5. Ramener la paix dans les consciences

Dès la publication du décret Lamentabili, nous l'avons vu, Mgr Mignot avait songé à réagir publiquement. Il était partagé entre la volonté de ne pas laisser sans réponse "les élucubrations de M. Fillion" 1477 publiées dans le Correspondant et le souci de ne pas paraître s'insurger contre le pape. Il considéra que le moment n'était pas opportun.

Il faudra l'encyclique Pascendi pour le décider du contraire. Le Correspondant publie en décembre 1907 un article en deux parties : "L'Église et la science" et "La Bible et les religions". Il se présente comme une réponse générale à la critique faite à l'Église de ne pas accepter les conclusions de la science et tout particulièrement celles de l'histoire. Mais sous couvert de répondre aux arguments de ceux qui estiment que la Bible contient des erreurs manifestes d'un point de vue scientifique et historique et que la notion de révélation est sans objet puisque la religion d'Israël a puisé ses propres conceptions religieuses dans les mythes des grandes religions des peuples du Proche-Orient, Mgr Mignot entend montrer que les derniers textes du magistère ne doivent pas conduire à un retrait des savants catholiques des champs de la recherche.

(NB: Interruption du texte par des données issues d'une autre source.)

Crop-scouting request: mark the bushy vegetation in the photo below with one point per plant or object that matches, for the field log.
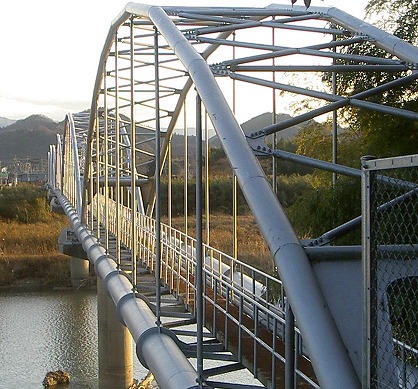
(23, 203)
(221, 194)
(29, 239)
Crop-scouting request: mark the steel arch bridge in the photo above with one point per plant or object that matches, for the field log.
(193, 70)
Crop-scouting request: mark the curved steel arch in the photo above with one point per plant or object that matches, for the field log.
(330, 359)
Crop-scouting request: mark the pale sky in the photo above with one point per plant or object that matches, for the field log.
(51, 48)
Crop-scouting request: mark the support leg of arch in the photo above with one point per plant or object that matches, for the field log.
(115, 345)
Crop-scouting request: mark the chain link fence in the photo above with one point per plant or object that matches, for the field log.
(391, 272)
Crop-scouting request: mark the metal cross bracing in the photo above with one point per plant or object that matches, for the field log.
(193, 70)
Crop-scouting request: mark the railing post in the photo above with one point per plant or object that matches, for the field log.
(289, 347)
(199, 243)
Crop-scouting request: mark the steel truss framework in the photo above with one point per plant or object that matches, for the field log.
(158, 65)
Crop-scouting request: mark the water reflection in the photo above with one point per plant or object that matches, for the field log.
(45, 331)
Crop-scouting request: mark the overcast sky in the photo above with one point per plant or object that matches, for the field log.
(50, 49)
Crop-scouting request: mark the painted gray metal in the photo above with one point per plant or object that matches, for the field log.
(156, 349)
(326, 349)
(403, 50)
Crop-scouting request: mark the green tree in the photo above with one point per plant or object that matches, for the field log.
(383, 134)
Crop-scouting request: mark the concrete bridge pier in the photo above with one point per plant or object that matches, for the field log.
(115, 345)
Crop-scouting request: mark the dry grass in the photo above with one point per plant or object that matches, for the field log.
(30, 252)
(252, 248)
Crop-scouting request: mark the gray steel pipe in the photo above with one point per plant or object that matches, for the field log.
(156, 349)
(326, 349)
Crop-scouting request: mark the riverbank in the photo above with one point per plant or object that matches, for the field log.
(29, 255)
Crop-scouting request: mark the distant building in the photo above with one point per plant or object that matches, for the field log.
(4, 177)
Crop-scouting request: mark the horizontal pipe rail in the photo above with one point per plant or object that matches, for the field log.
(156, 349)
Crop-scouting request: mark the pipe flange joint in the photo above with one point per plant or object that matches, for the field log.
(147, 333)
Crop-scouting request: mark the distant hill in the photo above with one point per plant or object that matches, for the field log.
(259, 122)
(28, 138)
(4, 122)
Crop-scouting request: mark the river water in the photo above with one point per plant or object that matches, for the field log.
(57, 330)
(44, 331)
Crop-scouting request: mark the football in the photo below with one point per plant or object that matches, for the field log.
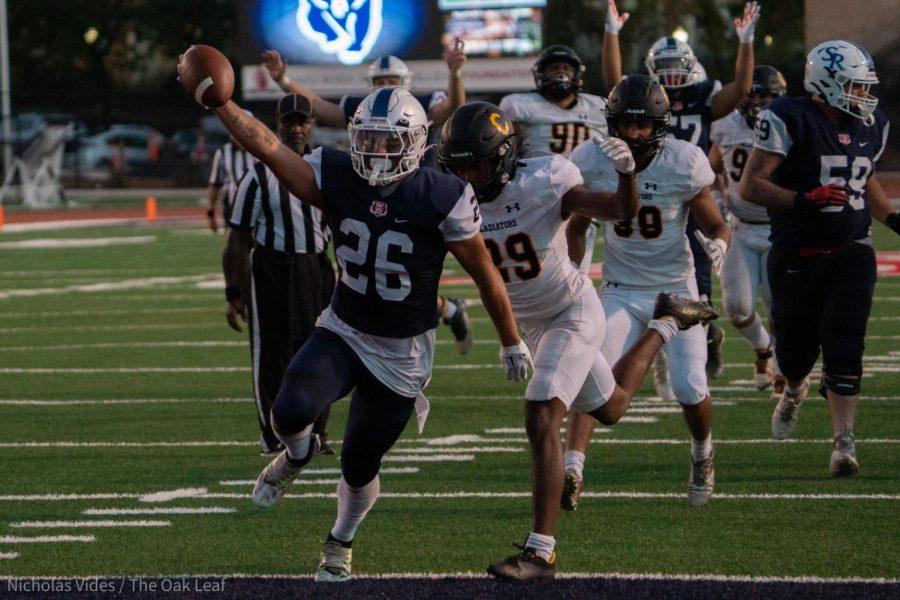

Quand l'archevêque annonce à Mgr Lacroix la parution de ces deux articles, il ajoute : "J'ai voulu pacifier plutôt que faire œuvre de critique proprement dit" 1478 . Mgr Mignot entend donc ramener la paix dans les esprits, croyants, cela va de soi. C'est dire que sous couvert d'apologétique, il vise en fait les catholiques ébranlés par les récentes condamnations romaines qui sont apparues comme autant de coups d'arrêt aux recherches menées dans les différents champs du savoir. Dans cette perspective, le premier article est à lire comme un appel à la patience : l'Église fait toujours preuve de prudence face aux nouveautés, mais n'hésite pas à les faire siennes dès qu'elle en perçoit le bien fondé et le second comme un appel à la confiance : le christianisme est à la fois l'aboutissement d'un long processus religieux et la manifestation d'une nouveauté radicale. Cette nouveauté garantit sa vérité et en même temps qu'elle autorise son développement.

Notes
1477.

Mgr Mignot à l'abbé Birot, 29 juillet 1907, ADA, 4 Z 4.

1478.

Mgr Mignot à Mgr Lacroix, 28 décembre 1907, f° 75-78. Même remarque au baron von Hügel : "J'ai pour pacifier et rassurer quelques esprits publié dans le Correspondant deux articles en décembre : je vous les enverrai en brochure et vous verrez que je vous ai volé sans pudeur. Donnez m'en l'absolution", lettre du 7 janvier 1908, ms 2815.